My cinemagoing ground to a halt in the mid-Seventies when I started having children, but restarted as soon as they were old enough to go. To be honest, my memories of that period are somewhat hazy, but I do recall taking the older two to see Superman II when they were 3 and 5. It was the younger one's first film and he sat silent and awestruck all the way through its 2 hours - he's never looked back and remains a huge film fan.
Throughout the 80s all of them went to see everything - I asked my third son the other day what his first film was, as I'd forgotten, and he reminded me that their father had taken them to see ET but the queue was so long they couldn't get in, so along with many other weeping children, went to see The Dark Crystal instead at another cinema. They did, of course get to see ET eventually, along with The Return of the Jedi and many other 80s spectaculars. There was a fleapit down the road (now closed of course) so the three of them occasionally used to go on their own, and were sometimes the only ones in the cinema, watching stuff like The Emerald Forest; apparently someone would still go round with an ice-cream tray for their benefit.

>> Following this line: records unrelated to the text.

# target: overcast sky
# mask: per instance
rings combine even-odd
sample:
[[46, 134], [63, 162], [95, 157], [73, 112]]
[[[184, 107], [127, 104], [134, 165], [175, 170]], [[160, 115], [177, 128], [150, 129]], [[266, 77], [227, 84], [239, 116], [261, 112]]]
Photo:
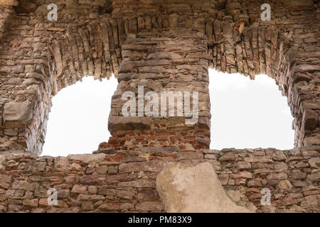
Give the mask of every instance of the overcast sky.
[[[266, 75], [255, 80], [209, 70], [212, 149], [294, 147], [287, 97]], [[92, 153], [108, 140], [107, 118], [117, 81], [83, 78], [53, 98], [42, 155]]]

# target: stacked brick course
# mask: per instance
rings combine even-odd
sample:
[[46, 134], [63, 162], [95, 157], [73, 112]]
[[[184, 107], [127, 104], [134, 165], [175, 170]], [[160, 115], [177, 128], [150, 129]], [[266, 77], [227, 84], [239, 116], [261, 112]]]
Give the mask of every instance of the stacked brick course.
[[[319, 154], [305, 148], [201, 150], [141, 148], [92, 155], [0, 156], [1, 212], [165, 211], [156, 179], [169, 162], [209, 162], [232, 200], [257, 212], [319, 212]], [[58, 205], [48, 190], [58, 191]], [[262, 206], [261, 189], [271, 192]], [[212, 193], [214, 193], [213, 192]]]
[[[58, 21], [47, 19], [52, 3]], [[260, 19], [265, 3], [270, 21]], [[319, 212], [319, 19], [317, 0], [0, 0], [0, 210], [163, 211], [154, 186], [163, 162], [203, 161], [204, 153], [241, 205]], [[274, 78], [294, 117], [296, 148], [199, 152], [210, 143], [209, 67]], [[91, 164], [33, 156], [42, 151], [52, 96], [84, 76], [112, 74], [119, 82], [112, 137], [100, 148], [117, 153]], [[119, 118], [122, 93], [136, 93], [137, 84], [198, 91], [199, 122]], [[139, 155], [143, 149], [152, 155]], [[50, 187], [60, 190], [57, 207], [43, 200]], [[259, 205], [264, 187], [272, 191], [267, 208]]]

Clash of the Titans and Jason and the Argonauts were other favourites. I always tried to take them to see as many reissues of old favourites as possible. Although they saw a great dela on TV there's nothing like the big screen.

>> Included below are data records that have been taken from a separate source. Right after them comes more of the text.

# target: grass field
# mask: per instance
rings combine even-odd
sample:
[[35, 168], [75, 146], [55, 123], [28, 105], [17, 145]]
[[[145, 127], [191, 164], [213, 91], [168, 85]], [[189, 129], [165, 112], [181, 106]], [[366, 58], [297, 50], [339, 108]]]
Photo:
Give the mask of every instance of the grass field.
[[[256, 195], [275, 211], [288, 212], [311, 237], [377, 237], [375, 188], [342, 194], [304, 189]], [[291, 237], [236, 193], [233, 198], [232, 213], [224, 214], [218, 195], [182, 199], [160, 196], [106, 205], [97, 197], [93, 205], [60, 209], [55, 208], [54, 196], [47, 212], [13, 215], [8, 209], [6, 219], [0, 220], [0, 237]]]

The Lord of the Rings trilogy was a major event in our family. I'd read all three volumes to them at bedtime so we all went along during its first week. The cinema was packed an hour before it was due to start and a girl behind me started furiously kicking the back of my seat. I turned round and her apology was heartfelt - 'I'm sorry', she said, 'I'm just so excited!' The atmosphere was electric and the film didn't disappoint - I still feel the first one is the best, but I
suspect that's because it was the first and had the element of surprise - no one knew what to
expect.
My children remain film fans, though most of their viewing is done at home on DVD. But they still try to get out to the cinema and I often find myself providing a taxi service to the nearest multiplex. I don't really mind as it's an excuse to go to the cinema and I sometimes end up seeing films I might not otherwise have gone to. I'm drawing the line at Pirates of the Caribbean III, though - I went to the second one and was bored senseless. But I feel quite proud of teaching them to love film - I know it'll be something they always have.